Fingerspelling PoseNet: Enhancing Fingerspelling Translation with Pose-Based Transformer Models
This addresses fingerspelling recognition for sign language translation, offering incremental improvements over existing methods.
The paper tackles American Sign Language fingerspelling translation from videos by proposing a transformer-based architecture with a novel loss term for word length prediction and a two-stage inference approach, achieving over 10% relative improvement on ChicagoFSWild and ChicagoFSWild+ benchmarks.
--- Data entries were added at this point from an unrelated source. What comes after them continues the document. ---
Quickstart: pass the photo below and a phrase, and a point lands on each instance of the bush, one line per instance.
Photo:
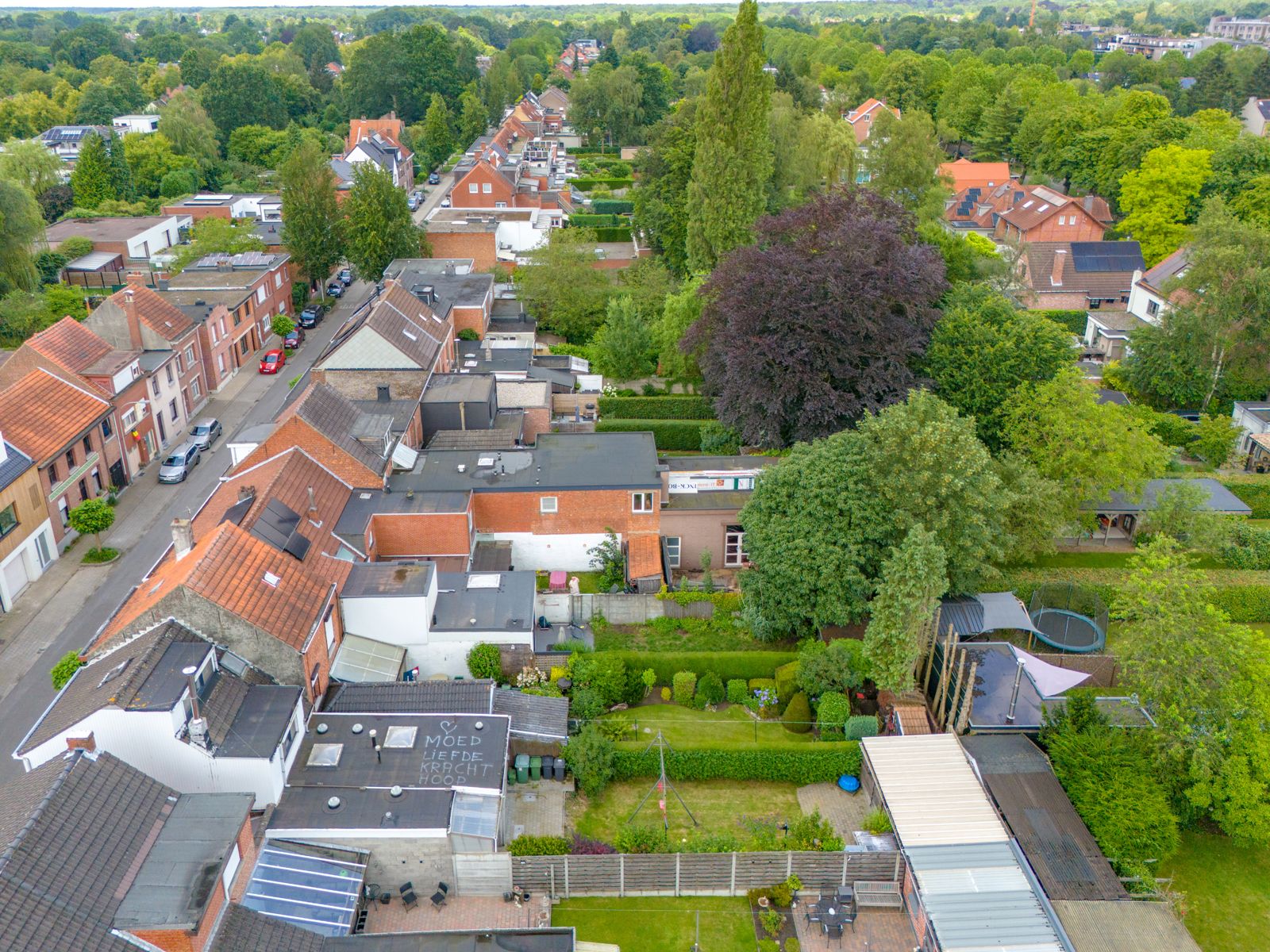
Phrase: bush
(539, 846)
(657, 408)
(798, 715)
(65, 668)
(592, 758)
(710, 689)
(639, 838)
(685, 685)
(802, 765)
(1072, 321)
(486, 662)
(725, 664)
(861, 727)
(832, 714)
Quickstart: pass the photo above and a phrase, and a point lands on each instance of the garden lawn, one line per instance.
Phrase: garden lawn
(719, 806)
(730, 727)
(1227, 892)
(660, 924)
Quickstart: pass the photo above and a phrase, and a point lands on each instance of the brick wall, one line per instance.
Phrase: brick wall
(577, 512)
(480, 247)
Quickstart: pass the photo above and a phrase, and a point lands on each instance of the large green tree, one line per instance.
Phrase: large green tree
(378, 224)
(310, 213)
(733, 158)
(912, 582)
(822, 524)
(983, 348)
(1091, 450)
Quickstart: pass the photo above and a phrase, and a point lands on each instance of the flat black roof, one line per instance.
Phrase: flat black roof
(559, 461)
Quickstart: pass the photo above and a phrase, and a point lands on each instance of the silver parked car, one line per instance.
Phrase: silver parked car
(205, 432)
(179, 463)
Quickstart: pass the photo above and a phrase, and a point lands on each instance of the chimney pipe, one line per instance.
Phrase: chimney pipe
(1056, 276)
(182, 537)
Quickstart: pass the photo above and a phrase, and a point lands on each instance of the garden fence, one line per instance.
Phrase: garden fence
(698, 873)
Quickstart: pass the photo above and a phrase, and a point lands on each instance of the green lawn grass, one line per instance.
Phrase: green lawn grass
(718, 806)
(660, 924)
(1227, 892)
(729, 727)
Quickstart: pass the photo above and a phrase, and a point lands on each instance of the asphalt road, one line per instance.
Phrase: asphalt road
(64, 609)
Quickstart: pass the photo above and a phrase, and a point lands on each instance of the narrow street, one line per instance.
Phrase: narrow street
(64, 609)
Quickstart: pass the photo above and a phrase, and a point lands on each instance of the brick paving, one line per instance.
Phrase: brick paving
(845, 812)
(874, 931)
(460, 914)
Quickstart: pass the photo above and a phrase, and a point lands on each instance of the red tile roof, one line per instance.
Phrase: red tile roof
(41, 414)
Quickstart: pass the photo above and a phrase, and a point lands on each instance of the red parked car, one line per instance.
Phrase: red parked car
(273, 361)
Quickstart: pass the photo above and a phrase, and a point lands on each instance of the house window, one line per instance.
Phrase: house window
(8, 520)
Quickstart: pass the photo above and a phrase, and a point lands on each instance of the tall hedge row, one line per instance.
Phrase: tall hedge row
(1072, 321)
(816, 763)
(729, 666)
(657, 408)
(668, 435)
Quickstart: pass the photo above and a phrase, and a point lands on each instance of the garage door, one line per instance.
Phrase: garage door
(16, 578)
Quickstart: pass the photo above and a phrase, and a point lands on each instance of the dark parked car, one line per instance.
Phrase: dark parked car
(178, 463)
(205, 432)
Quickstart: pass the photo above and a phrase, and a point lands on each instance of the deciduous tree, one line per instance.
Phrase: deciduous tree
(733, 160)
(821, 321)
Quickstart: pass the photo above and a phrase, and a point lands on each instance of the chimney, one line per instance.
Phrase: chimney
(182, 537)
(1056, 276)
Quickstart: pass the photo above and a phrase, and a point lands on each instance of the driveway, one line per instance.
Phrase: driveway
(64, 609)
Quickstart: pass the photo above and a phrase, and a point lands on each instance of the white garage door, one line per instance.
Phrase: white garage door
(16, 578)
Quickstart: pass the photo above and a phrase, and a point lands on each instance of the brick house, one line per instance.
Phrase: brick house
(139, 317)
(71, 435)
(247, 588)
(137, 861)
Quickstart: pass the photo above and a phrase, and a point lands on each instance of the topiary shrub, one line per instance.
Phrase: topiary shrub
(861, 727)
(486, 662)
(710, 689)
(798, 715)
(685, 685)
(832, 714)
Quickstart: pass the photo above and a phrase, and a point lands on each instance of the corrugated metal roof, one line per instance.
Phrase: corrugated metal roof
(978, 898)
(933, 793)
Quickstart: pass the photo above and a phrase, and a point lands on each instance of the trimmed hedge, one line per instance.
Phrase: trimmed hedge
(729, 666)
(660, 408)
(1072, 321)
(587, 184)
(812, 763)
(1255, 495)
(667, 435)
We address the task of American Sign Language fingerspelling translation using videos in the wild. We exploit advances in more accurate hand pose estimation and propose a novel architecture that leverages the transformer based encoder-decoder model enabling seamless contextual word translation. The translation model is augmented by a novel loss term that accurately predicts the length of the finger-spelled word, benefiting both training and inference. We also propose a novel two-stage inference approach that re-ranks the hypotheses using the language model capabilities of the decoder. Through extensive experiments, we demonstrate that our proposed method outperforms the state-of-the-art models on ChicagoFSWild and ChicagoFSWild+ achieving more than 10% relative improvement in performance. Our findings highlight the effectiveness of our approach and its potential to advance fingerspelling recognition in sign language translation. Code is also available at https://github.com/pooyafayyaz/Fingerspelling-PoseNet.